Howardena Pindell’s “‘Till Brinam Wood Removes to Dunsinane’ (Macbeth, Act 5, Scene 3)” (1991) effectively draws the audience’s attention, first focusing their eyes on the yellow center where the large text “Have A Nice Day” starkly contrasts with the smaller words “propaganda,” “death” and “double standards” surrounding it. Throughout the work, Pindell uses the same technique of eye-catching contrasts. In the black background, bright, blood-red handprints break up the blackness and draw the public’s eye to certain words neighboring them. Phrases like “Full Air Explosives,” painted in red, appear next to words like “Silence,” written completely in white. Here, a word with loud and destructive connotations appears next to “Silence,” the result of destruction, implying a lack of life. 

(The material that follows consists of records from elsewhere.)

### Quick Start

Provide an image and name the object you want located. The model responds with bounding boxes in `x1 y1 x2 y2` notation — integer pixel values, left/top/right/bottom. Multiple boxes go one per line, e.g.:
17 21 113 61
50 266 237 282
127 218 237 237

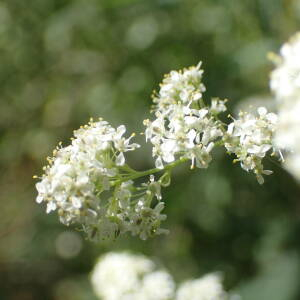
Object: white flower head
176 273 228 300
223 107 277 184
144 63 226 169
91 252 175 300
36 119 145 239
270 32 300 180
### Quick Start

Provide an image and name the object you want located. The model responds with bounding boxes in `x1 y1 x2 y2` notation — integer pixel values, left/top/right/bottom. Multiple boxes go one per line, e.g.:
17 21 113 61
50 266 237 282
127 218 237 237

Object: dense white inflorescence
270 33 300 180
36 61 280 241
176 273 228 300
36 120 166 240
91 252 175 300
144 63 226 169
223 107 277 184
91 252 230 300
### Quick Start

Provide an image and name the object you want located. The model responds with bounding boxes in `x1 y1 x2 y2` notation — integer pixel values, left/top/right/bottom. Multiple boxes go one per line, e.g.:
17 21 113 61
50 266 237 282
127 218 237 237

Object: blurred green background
0 0 300 300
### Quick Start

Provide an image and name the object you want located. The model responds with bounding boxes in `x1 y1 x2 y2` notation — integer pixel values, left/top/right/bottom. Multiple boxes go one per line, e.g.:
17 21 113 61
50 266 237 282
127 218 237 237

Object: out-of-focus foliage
0 0 300 300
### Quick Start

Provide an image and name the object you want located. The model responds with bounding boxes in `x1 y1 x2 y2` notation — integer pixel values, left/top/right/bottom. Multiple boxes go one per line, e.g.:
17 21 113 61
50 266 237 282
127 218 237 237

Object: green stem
111 158 189 186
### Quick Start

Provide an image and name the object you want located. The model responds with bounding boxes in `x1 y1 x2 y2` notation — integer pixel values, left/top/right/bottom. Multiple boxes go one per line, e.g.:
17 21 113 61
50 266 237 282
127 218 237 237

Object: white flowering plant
91 252 232 300
36 57 279 241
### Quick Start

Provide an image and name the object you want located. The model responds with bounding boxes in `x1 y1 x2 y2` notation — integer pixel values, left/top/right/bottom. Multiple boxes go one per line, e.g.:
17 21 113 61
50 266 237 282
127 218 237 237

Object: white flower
36 120 143 239
91 252 155 300
270 33 300 180
223 107 277 184
91 252 175 300
176 273 228 300
139 270 175 300
144 63 226 169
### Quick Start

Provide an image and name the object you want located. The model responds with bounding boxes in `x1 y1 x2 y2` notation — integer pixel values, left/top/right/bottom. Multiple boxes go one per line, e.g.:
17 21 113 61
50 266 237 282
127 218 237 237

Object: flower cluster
91 252 230 300
36 120 166 240
36 63 282 241
270 33 300 180
144 63 226 169
176 273 228 300
223 107 277 184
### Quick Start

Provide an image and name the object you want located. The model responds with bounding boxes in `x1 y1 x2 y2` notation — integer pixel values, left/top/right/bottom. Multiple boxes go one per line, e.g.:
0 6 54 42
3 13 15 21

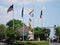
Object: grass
15 41 49 45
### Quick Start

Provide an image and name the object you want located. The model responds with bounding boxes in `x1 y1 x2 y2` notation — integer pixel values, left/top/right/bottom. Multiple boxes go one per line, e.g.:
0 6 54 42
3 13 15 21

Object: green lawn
15 41 49 45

     Pindell layers the contrast not only in her choice of colors but also in their specific placement. Though the words and phrases are individual, they each relate to ones close by. There are no full sentences, but the manner in which she formats her art causes the viewer to read the words consecutively so that, in a way, a narrative forms. As your eyes follow the circular outline away from “Silence” and “Explosive,” you see “Mass Murder” and “Media Spectacle” but then you are immediately drawn to “orphans” next to a read handprint and the white stripes behind “patriarchal genocide.” Each word is specifically chosen for its potential shock value and ability to create powerful images in your mind. Her expert use of contrasts holds your attention as even more words appear out of the blackness to catch your eye. Since no one shares the same image and word association, the experience is very individual as we connect the words and phrases into our own story. This is why “‘Till Brinam Wood Removes to Dunsinane’ (Macbeth, Act 5, Scene 3)” is so fantastic; Pindell knows how to target each person’s sensibilities.